The release of Asa’s Lucid was a hugely anticipated cultural event.
Coming at least a dozen years after her self-titled debut and half a decade after her last album, ‘Bed of Stone’, one can safely conclude that Asa is not as prolific as some of her finest influences.
But the counter-argument will be that an Asa album has got a longer shelf-life than your average; that it will take many man hours for the discerning and the repetitive listener to plumb the seemingly endless depths of her songs.
Well, the Asa Stan has got 47 minutes of unalloyed music in her 4th album. Asa calls it Lucid and like her sophomore ‘Beautiful Imperfection’, Lucid doesn’t carry any eponymous anchors.
It opens with ‘Murder in USA’, a measured and mournful interpretation of Rihanna’s ‘Mandown’. Perhaps it is more rewarding to hark back to the deeper histories of scorned lovers who committed crimes of passion, but this is 2019, an accomplished songwriter and visionary like Asa could have brought so much more to that table.
This much can be said for the entire album after the umpteenth listen. So much expectations feel dashed. Ada hardly takes new in-roads. There are neither new prisoners nor territories conquered. Nothing here sounds victorious or vanquished.
This is, at best, Asa toeing the familiar lines that led her to stardom at least a decade ago.
Her song-writing springs no surprises. Her thematic concerns haven’t strayed out of the various iterations of love. Her sound has remained its blustering self, solemn and measured, cabaret and retired, perhaps even resigned.
It all feels like a boring routine and this is the failure of Lucid, to be clear on the terms it wishes to advance Asa’s discography and life work.

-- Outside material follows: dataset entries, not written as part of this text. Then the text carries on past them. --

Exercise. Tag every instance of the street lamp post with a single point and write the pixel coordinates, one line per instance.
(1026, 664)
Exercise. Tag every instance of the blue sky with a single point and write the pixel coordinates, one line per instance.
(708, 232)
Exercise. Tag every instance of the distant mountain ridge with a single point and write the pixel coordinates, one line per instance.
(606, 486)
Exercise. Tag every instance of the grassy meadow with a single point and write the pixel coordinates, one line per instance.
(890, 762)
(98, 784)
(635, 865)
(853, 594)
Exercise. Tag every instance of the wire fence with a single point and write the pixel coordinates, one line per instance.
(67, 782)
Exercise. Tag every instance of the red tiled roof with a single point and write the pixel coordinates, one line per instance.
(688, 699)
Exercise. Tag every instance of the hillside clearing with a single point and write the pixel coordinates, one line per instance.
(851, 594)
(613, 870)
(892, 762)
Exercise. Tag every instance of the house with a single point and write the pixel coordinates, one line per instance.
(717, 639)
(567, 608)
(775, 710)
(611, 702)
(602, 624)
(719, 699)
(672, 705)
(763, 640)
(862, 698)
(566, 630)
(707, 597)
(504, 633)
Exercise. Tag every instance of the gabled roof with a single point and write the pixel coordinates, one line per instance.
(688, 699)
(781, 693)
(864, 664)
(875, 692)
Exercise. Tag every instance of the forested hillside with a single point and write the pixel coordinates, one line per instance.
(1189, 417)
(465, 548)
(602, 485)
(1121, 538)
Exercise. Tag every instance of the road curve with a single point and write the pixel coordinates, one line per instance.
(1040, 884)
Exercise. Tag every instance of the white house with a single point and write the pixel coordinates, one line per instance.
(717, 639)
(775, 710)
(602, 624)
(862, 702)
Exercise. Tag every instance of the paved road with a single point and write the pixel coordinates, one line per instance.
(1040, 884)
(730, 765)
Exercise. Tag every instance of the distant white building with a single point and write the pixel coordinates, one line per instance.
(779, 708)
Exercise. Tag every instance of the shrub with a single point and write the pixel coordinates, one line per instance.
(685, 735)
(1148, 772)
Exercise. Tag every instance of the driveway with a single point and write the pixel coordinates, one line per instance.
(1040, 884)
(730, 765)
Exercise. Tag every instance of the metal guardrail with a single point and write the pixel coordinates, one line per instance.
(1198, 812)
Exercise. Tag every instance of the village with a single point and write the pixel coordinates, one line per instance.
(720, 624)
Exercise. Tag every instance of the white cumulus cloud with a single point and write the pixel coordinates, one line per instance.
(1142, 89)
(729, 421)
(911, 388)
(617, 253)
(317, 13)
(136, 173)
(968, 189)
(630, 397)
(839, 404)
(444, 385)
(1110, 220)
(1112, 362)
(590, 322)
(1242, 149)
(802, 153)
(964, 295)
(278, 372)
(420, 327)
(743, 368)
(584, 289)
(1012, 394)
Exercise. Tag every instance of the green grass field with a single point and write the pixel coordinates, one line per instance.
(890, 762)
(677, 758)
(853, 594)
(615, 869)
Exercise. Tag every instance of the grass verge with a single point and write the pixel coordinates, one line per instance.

‘Asa’, her self-titled debut, recorded twice, felt rehearsed to a hilt and helmed with promise and brimming over with sparkling stardust—and it remains her best, a classic.
‘Beautfiful Imperfection’, her second album seemed jaunty and excited about courting an European audience with its newfound heightened tempo.
Her third album, ‘Bed of Stone’, looked in the direction of America, depicting mundane dysfunction with tranquillity.
Lucid is an ambitious attempt to collapse the ethos of all the aforementioned albums into a formidable product to keep fans swooning for another half decade. Every direction of advancement feels muted, even her customary picturesque snapshots of Lagos flotsams didn’t carry the magic of the early years.
For every song on Lucid, there is an earlier iteration somewhere up in her discography that dwarfs the latest. Twelve years and four LP albums later, Asa’s career trajectory seems blunted.